Bien sûr. Ce blocus m’a fait comprendre que bien plus d’élèves que je ne le pensais se sentent intimement concernés par l’écologie. « L’Agro » est une école très féminisée. En ce moment, je m’intéresse à l’écoféminisme, l’idée que la domination des hommes sur les femmes et celle de l’Homme sur la Terre sont liées. Mais c’est une école d’agronomie : certains d’entre nous iront travailler un jour chez Lactalis ou Monsanto, c’est comme ça. On nous a même proposé de rencontrer un salarié de Lactalis le jour où la presse reparlait du scandale du déversement d’eaux usées par une filiale de l’entreprise dans une rivière de l’Isère…

Tangi, 20 ans, originaire du Morbihan

Pourquoi avez-vous voulu intégrer « l’Agro » ?
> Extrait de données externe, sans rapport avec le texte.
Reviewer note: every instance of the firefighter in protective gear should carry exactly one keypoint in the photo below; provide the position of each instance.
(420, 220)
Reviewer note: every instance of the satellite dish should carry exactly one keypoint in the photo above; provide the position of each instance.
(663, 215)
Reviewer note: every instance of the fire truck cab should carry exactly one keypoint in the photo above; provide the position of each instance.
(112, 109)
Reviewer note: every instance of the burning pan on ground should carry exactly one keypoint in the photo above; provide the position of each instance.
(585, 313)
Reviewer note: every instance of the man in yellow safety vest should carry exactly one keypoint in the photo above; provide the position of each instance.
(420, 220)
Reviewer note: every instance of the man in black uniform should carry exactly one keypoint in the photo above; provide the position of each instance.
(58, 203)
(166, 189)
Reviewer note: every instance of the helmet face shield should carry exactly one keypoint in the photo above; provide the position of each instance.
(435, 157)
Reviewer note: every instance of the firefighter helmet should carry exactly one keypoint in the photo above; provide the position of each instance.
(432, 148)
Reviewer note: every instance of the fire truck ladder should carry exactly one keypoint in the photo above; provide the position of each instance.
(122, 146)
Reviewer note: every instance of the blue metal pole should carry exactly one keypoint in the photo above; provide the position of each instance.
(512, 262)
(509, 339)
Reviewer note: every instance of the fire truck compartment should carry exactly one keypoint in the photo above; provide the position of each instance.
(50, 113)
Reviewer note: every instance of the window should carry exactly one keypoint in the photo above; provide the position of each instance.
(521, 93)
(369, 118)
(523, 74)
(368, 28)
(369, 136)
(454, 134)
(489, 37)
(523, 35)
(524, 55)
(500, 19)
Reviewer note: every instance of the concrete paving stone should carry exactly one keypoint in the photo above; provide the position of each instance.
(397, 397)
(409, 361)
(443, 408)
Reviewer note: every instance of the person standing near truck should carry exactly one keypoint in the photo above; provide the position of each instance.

J’ai toujours été dans la nature. J’étais scout, il m’est souvent arrivé de dormir à la belle étoile. La protection de la biodiversité est un enjeu moral pour moi. Pendant un moment, j’ai voulu étudier l’astronomie, mais j’ai fini par me dire : « Attends, il reste tellement de choses à comprendre sur Terre ». Depuis le lycée, je suis fasciné, en particulier, par les arbres…

Les arbres ?

Oui. Ce sont des êtres vivants très incompris. Vous avez peut-être lu « la Vie secrète des arbres », de Peter Wohlleben. J’ai lu ce livre en terminale, et il m’a marqué. Je continue à grimper dans les arbres. Ils n’ont pas la même manière de vivre que nous, bien sûr, pas de système nerveux central, mais d’une certaine façon, ils communiquent. Je voudrais participer à mieux comprendre leur forme de vie.

Y a-t-il des arbres auxquels vous tenez particulièrement sur le site de Grignon ?

Il y a un hêtre, en particulier, que j’aime beaucoup. Il est majestueux, en dehors des chemins, dégagé, entouré par un parterre de feuilles, ce qui permet, en levant les yeux de voir ses branches se déployer. Il faut être humble face aux arbres. Grignon abrite aussi un arboretum, vieux de 150 ans…

Qu’est-ce que ce blocus change à votre façon de lire les enjeux écologiques ?

Ce blocus m’a aidé à comprendre l’hypocrisie des dirigeants politiques. On nous parle sans cesse d’écologie, mais il n’est pas fait mention de « l’environnement » dans les critères de l’appel à projets alors que ce site est consacré depuis deux cents ans à l’étude de nos milieux de vie.

Dans un courrier, le ministre de l’Agriculture, Julien Denormandie, lui-même ancien d’AgroParisTech, insiste sur le fait que l’appel à projets intègre, entre autres, « une note d’intégration paysagère »…

Oui, mais nous estimons que le ministre n’a pas répondu à nos inquiétudes. C’est aussi cela que m’a permis de percevoir ce blocus, à quel point ce qui se joue ici, très localement, résonne avec des enjeux bien plus larges : la façon dont les questions économiques finissent par l’emporter sur les aspects écologiques. Face à cela, les actions de désobéissance civile me semblent légitimes. Pendant ma césure, j’aimerais aller sur des lieux comme les Zads pour vraiment comprendre ce qui s’y joue.